Member of the Minnesota Senate from the 6th district
- In office 1977–2002

Member of the Minnesota House of Representatives from the 6B district
- In office 1973–1976

Member of the Minnesota House of Representatives from the 63rd district
- In office 1971–1972

Personal details
- Born: August 17, 1942 Cook, Minnesota, U.S.
- Died: November 7, 2022 (aged 80)
- Party: Minnesota Democratic–Farmer–Labor Party
- Spouse: Denesse Hoole
- Children: 2
- Alma mater: University of Minnesota Duluth, University of Wisconsin–Superior
- Occupation: Counselor

= Doug Johnson (Minnesota politician) =

American politician (1942–2022)

Douglas J. Johnson (August 17, 1942 – November 7, 2022) was an American politician in the state of Minnesota.
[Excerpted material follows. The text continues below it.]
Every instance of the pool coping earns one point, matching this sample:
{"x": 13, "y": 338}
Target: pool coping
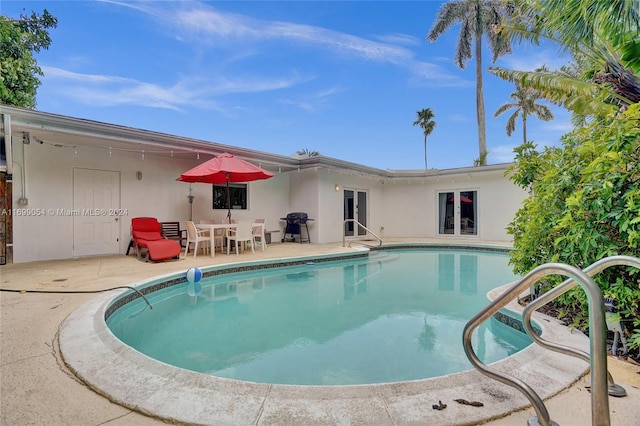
{"x": 133, "y": 380}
Johnson was born in Cook, Minnesota and graduated from Cook High School. He received his associate degree from Virginia Community College (now Mesabi Range College) and his bachelor's degree from University of Minnesota Duluth. He also received his master's degree from University of Wisconsin-Superior. Johnson was a high school guidance counselor. He served as the mayor of Cook, Minnesota and was a Democrat. Johnson served in the Minnesota House of Representatives from 1971 to 1976 and in the Minnesota State Senate from 1977 to 2002. Johnson, his wife, and family lived in Tower, Minnesota.